Will they do well in school? Are they in enough extracurricular activities? Will they be good in sports like the rest of the class? Being a first time father of a toddler, I’ve still got a couple of years before that dreaded first day of school, but I’m noticing that measuring your child’s progress against their peers starts early.
Like many parents, we have a few baby books that we like to keep record of my son, Kyrie’s development, special memories and events. These baby books contain lists of various developmental milestones that “should” happen in his first year: his first time rolling over or crawling, his first wave, his first steps…keeping up with baby’s milestones is endless. When your child misses one of those milestones, you feel obligated as a parent to ensure they master it because you have to fill that baby book, right? I guess it’s human instinct but as a new parent, you want to make sure your children are keeping pace with their peers. You may spend an hour trying to get your baby to laugh for the first time (as well as get it on camera) to mark that item off the list.

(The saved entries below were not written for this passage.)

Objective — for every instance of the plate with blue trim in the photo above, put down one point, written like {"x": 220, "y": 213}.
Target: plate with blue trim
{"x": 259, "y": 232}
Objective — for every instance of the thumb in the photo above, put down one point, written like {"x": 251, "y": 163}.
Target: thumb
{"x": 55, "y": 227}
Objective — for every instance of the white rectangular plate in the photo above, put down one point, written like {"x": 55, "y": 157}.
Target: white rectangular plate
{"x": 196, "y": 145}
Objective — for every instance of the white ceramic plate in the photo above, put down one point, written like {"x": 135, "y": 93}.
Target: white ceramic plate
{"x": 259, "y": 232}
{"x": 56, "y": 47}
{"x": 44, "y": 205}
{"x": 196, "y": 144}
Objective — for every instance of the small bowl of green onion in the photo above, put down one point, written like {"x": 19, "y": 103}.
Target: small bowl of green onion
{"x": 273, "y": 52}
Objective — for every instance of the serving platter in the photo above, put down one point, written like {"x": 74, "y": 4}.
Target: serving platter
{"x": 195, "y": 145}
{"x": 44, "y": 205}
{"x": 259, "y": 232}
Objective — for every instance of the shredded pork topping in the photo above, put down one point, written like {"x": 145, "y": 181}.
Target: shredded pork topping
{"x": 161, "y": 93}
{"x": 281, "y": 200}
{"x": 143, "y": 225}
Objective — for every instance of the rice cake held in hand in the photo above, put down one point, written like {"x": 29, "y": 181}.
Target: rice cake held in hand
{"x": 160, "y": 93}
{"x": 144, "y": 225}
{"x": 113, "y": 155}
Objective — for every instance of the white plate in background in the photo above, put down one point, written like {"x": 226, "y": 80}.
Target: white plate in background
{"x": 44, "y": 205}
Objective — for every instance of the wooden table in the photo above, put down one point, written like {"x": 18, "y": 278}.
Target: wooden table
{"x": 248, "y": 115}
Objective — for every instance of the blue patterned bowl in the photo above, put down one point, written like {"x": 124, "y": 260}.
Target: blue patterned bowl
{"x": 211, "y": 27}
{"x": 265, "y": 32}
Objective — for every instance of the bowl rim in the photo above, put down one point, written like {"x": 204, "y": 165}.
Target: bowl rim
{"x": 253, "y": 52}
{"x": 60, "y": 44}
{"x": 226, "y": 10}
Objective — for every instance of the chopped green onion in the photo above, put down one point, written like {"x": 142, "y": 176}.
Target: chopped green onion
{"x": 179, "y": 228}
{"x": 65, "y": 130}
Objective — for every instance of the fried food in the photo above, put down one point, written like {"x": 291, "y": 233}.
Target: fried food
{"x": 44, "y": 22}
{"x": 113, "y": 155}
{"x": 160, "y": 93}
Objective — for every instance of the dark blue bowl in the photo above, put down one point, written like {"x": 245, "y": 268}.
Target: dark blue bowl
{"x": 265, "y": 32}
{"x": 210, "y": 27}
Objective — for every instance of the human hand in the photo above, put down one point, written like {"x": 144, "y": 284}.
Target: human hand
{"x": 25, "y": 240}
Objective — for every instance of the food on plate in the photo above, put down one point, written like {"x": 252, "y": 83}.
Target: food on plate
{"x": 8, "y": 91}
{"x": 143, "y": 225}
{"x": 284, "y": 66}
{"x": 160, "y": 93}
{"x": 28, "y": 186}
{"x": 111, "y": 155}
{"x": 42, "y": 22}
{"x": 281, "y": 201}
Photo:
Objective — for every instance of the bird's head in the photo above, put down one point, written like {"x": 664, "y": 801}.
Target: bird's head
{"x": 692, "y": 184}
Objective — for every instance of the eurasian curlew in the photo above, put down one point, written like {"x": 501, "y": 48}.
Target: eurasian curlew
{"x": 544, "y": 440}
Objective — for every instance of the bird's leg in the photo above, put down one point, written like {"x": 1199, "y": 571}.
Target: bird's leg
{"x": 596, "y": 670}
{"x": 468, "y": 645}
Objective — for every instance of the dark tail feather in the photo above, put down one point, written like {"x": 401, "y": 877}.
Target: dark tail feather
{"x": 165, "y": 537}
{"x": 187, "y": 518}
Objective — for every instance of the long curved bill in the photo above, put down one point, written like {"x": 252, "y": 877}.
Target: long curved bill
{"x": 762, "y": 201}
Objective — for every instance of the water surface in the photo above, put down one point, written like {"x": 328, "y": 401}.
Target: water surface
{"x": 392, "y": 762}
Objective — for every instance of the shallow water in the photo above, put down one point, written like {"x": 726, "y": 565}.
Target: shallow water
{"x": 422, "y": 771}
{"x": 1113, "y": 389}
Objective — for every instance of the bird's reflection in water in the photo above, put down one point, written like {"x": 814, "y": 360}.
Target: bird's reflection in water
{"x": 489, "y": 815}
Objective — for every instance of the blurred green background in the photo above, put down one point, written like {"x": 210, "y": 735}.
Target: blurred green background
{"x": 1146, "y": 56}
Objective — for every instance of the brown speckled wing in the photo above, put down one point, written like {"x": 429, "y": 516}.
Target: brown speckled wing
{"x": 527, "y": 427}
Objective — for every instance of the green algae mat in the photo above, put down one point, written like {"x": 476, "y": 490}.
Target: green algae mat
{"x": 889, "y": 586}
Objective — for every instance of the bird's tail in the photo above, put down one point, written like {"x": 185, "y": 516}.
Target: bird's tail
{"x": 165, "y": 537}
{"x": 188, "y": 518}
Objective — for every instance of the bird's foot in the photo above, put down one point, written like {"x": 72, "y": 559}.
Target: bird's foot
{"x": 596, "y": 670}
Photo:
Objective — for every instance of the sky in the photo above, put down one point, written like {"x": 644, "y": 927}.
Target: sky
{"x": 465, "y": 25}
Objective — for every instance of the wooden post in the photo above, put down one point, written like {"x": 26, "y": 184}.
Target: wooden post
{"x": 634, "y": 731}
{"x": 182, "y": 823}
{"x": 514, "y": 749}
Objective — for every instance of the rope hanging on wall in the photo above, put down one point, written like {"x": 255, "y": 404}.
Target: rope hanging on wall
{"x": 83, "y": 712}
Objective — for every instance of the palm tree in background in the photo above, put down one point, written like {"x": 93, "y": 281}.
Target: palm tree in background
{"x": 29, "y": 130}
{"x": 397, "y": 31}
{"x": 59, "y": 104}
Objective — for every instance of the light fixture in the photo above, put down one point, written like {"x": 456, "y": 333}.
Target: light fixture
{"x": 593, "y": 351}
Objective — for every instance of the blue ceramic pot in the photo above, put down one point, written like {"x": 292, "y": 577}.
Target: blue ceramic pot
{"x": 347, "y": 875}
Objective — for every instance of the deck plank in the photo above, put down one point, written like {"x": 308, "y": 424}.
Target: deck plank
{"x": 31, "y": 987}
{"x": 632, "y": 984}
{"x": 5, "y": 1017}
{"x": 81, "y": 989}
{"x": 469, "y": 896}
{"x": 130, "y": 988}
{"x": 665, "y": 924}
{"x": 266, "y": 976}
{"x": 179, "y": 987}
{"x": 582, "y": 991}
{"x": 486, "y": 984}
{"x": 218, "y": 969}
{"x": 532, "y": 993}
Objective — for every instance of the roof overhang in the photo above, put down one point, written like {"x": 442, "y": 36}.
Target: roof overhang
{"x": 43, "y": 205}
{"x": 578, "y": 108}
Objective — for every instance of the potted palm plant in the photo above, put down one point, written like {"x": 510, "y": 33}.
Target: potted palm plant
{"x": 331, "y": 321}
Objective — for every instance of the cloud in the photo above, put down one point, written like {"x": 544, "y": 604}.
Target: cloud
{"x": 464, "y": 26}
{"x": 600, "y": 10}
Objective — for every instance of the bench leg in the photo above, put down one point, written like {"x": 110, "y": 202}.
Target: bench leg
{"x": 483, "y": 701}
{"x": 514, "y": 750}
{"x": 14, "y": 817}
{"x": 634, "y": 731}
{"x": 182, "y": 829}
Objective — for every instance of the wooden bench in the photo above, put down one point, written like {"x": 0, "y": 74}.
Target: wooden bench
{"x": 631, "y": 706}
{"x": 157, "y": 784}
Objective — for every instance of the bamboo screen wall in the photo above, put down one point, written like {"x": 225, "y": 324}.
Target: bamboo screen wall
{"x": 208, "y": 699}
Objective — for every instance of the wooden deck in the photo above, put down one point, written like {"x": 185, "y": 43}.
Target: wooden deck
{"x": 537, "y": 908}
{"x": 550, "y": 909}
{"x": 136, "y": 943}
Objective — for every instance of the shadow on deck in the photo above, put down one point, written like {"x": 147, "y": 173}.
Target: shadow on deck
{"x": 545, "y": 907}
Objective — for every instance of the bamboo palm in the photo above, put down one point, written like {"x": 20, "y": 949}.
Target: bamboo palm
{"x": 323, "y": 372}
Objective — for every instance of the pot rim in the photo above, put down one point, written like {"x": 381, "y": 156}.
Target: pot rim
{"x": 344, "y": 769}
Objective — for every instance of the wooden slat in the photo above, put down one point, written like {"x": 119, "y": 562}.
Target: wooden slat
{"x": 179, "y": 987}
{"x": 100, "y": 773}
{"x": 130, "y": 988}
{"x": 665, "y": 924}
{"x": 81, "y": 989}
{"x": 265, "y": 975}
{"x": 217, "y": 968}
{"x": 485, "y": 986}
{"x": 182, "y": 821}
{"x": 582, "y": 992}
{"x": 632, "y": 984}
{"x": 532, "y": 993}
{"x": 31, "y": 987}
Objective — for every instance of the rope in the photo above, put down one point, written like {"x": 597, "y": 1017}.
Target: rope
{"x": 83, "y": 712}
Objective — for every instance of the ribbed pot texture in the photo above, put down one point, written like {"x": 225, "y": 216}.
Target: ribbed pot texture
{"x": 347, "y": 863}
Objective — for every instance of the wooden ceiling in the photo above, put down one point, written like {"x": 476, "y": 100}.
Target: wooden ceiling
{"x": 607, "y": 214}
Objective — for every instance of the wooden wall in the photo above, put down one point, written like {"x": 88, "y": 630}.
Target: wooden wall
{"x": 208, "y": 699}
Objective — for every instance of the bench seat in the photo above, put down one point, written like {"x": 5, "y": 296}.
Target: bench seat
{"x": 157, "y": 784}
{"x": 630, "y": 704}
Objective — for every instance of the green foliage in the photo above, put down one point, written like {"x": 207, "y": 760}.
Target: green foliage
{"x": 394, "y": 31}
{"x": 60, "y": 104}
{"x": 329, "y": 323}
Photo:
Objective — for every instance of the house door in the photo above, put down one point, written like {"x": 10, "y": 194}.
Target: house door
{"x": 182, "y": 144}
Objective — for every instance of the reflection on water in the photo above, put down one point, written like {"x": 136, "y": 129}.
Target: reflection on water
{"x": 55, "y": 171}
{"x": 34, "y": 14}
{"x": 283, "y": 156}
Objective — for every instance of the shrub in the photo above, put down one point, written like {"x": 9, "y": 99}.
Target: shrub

We have a baby book called “Baby’s First Year” and once his birthday hit, there was one blank entry: First Time Blowing a Kiss. He never completed it. Believe me, we tried plenty of times to teach him to put the palm of his hand to his mouth and blow a kiss, but it never happened in those first 365 days. He just wasn’t ready to learn it. I thought, does this mean I’m a bad parent? I know it has nothing to do with this, but as a first time dad, there’s always that worry in the back of my mind.
Facebook can be an especially menacing for the baby comparisons. How many times has my wife looked at something that a friend posted on Facebook about their child reaching a milestone, and wondered aloud whether our son was developing at the same pace. As rookie parents, we’re constantly looking for that reassurance of knowing our child is developing at a similar rate as other toddlers.
As he continues to grow and begins swimming lessons or music classes, there’s no doubt I will be comparing his progress to his peers in the back of my mind but I’ll always have the comfort of knowing that children are different and progress at different rates. My son will get it eventually and I’ll be able to fill out that blank spot in his baby book. But really at the end of the day, we just want our child to be happy and know that his parents love him no matter what, and no matter how he compares to others. And we don’t want to be those parents who enrolls our child in every single activity possible, and constantly wanting more and more so he can be on top.
I can tell you one thing, my son just turned 14-months and he recently learned how to blow a kiss. He does it every morning when I go to work and which makes me happy, not just because I got to fill in that slot in the baby book, but because I know my son can show me his love as I drive off to work. He also recently learned how to pick his nose, too. It’s not one of those milestones you would find in a baby book but it’s a milestone, nonetheless.